Fatskills
Practice. Master. Repeat.
Study Guide: Data Science 101
Source: https://www.fatskills.com/data-science/chapter/data-science-101

Data Science 101

By Fatskills Exam Guides Team — the exam nerds behind 28,500+ quizzes and 2.1M practice questions across 500+ global exams.

⏱️ ~16 min read

What is type 1 error and type 2 error?
Falsely concluding that intervention was successful. Known as false positive result

Falsely concluding intervention was not successful. Known a false negative

What can we do about overfitting?
> Regularization (penalizing model complexity while we're training)
> L2 regularization penalizes really big weights - complexity(model) = sum of squares of weights
> Regularization is about instead of minimizing only loss, its minimizing loss + complexity which is called structural risk minimization

Describe true positive, false positive, false negative, true negative
True Positives - we correctly called wolf, the town is saved.
> False positive - we called wolf falsely, the town is mad
> False negative - There was a wolf but we didn't spot it. Chickens are eaten.
> True negative - no wolf, no alarm. All is well.

What is precision?
True Positive / (True Positive + False Positive)
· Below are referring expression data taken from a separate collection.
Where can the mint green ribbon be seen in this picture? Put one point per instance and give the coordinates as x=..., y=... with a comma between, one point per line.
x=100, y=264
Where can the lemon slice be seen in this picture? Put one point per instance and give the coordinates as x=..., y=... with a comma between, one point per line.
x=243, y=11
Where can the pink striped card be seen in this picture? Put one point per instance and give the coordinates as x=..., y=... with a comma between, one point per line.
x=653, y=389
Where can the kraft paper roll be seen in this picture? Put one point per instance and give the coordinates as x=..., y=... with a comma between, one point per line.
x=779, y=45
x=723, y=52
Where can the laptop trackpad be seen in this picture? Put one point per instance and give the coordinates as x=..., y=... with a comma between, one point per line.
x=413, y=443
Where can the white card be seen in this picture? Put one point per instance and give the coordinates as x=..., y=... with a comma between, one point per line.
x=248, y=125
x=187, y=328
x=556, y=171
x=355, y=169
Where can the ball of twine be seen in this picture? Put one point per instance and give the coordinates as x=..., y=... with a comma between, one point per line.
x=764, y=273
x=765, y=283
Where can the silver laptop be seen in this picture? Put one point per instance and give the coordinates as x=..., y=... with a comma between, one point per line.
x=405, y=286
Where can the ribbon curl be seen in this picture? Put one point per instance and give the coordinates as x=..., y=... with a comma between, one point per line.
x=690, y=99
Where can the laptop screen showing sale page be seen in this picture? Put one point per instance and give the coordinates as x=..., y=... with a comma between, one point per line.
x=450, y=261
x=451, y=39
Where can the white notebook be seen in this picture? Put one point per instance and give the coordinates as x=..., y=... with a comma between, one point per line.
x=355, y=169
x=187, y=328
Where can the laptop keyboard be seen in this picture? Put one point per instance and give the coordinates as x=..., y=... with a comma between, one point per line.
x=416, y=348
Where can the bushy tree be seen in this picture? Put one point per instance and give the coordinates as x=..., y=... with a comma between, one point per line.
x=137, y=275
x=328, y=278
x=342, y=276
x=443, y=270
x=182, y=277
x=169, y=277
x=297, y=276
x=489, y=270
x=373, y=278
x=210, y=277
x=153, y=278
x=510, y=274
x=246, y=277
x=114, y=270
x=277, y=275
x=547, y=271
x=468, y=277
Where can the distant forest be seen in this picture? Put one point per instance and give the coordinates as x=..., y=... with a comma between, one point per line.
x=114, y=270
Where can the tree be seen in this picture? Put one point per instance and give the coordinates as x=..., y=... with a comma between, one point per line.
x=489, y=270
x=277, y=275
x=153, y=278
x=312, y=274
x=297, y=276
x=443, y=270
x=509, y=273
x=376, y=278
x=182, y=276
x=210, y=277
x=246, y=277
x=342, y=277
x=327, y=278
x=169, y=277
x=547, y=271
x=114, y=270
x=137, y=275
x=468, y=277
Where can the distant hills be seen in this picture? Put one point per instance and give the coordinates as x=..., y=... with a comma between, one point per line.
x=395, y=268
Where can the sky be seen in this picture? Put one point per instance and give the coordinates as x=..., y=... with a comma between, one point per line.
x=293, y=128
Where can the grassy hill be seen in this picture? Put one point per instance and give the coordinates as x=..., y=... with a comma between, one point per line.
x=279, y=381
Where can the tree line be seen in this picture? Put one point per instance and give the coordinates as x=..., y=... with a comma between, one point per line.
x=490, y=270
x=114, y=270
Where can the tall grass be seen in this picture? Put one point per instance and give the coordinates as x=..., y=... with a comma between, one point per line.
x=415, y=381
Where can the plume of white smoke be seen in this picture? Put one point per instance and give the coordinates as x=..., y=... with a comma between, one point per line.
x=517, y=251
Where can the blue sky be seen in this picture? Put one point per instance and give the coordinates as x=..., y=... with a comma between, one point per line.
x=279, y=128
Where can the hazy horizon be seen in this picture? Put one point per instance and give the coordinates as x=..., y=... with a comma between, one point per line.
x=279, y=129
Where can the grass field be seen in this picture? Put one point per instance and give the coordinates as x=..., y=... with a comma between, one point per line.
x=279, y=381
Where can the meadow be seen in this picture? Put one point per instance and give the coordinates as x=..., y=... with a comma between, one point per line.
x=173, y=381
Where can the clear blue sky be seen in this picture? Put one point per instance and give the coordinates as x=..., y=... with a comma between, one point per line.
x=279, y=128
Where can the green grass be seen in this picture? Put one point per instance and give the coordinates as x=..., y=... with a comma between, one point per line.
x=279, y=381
When you classify something as positive, how often are you right?

What is recall?
True positive / (True positive + False Negative)

When you classify something as positive, how many times did you fail to recall something as actually positive?

What is an ROC curve?
A graph showing the performance of a classification model at all classification thresholds. The curve plots two parameters true positive rate (recall) & true negative rate, also called Specificity (true negative / (true negative + false positive)) along the axis from 0 to 1

i.e. TPR on the y axis, and FPR on the x axis

What is false positive rate?
(false positive / (false positive + true negative))

What is the bias?
An error from erroneous assumptions in the learning algorithm. High bias can cause an algorithm to miss the relevant relations between features and target outputs (underfitting).


The effect on the model because the sample systematically misrepresents the 'real' data. Most datasets are a convenience sample - the data easiest to collect

What is variance?
An error from sensitivity to small fluctuations in the training set. High variance can cause an algorithm to model the random noise in the training data, rather than the intended outputs (overfitting).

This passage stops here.